Given the defaults for this kind of visualization, there's likely a dense center mass of orange (recipes) at the center, with a close cluster of common ingredients (dark blue), surrounded by less common ingredients and cooking times (light blue).

Performance analysis of serialization methods¶

Let's serialize this recipe KG constructed from the CSV dataset to a local TTL file, while measuring the time and disk space required:

import time

write_times = []

t0 = time.time()
kg.save_rdf("tmp.ttl")
write_times.append(round((time.time() - t0) * 1000.0, 2))

Let's also serialize the KG into the other formats that we've been using, to compare relative sizes for a medium size KG:

t0 = time.time()
kg.save_rdf("tmp.xml", format="xml")
write_times.append(round((time.time() - t0) * 1000.0, 2))

t0 = time.time()
kg.save_jsonld("tmp.jsonld")
write_times.append(round((time.time() - t0) * 1000.0, 2))

t0 = time.time()
kg.save_parquet("tmp.parquet")
write_times.append(round((time.time() - t0) * 1000.0, 2))

file_paths = ["tmp.ttl", "tmp.xml", "tmp.jsonld", "tmp.parquet"]
file_sizes = [os.path.getsize(file_path) for file_path in file_paths]
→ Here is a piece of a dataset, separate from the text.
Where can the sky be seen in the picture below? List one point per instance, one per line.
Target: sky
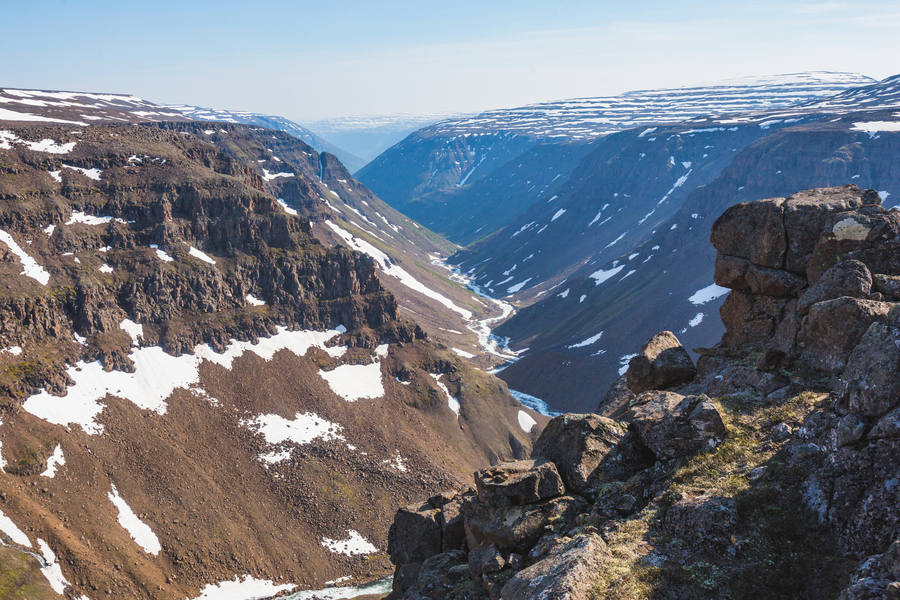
(314, 60)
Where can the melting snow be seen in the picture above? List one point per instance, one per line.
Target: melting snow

df = pd.DataFrame({"file_path": file_paths, "file_size": file_sizes, "write_time": write_times})
df["ms_per_byte"] = df["write_time"] / df["file_size"]
df

	file_path	file_size	write_time	ms_per_byte
0	tmp.ttl	56780	116.03	0.002044
1	tmp.xml	159397	42.04	0.000264
2	tmp.jsonld	131901	92.12	0.000698
3	tmp.parquet	14710	37.76	0.002567

Notice the relative sizes and times? Parquet provides for compression in a way that works well with RDF. The same KG stored as a Parquet file is ~10% the size of the same KG stored as JSON-LD. Also the XML version is quite large.

Looking at the write times, Parquet is relatively fast (after its first invocation) and its reads are faster. The eponymous Turtle format is human-readable although relatively slow. XML is fast to write, but much larger on disk and difficult to read. JSON-LD is interesting in that any JSON library can read and use these files, without needing semantic technologies, per se; however, it's also large on disk.

Exercises¶

Exercise 1:

Select another ingredient in the http://purl.org/heals/ingredient/ vocabulary that is not in the common_ingredient dictionary, for which you can find at least one simple recipe within https://food.com/ searches. Then add this recipe into the KG.

Last update: 2022-03-23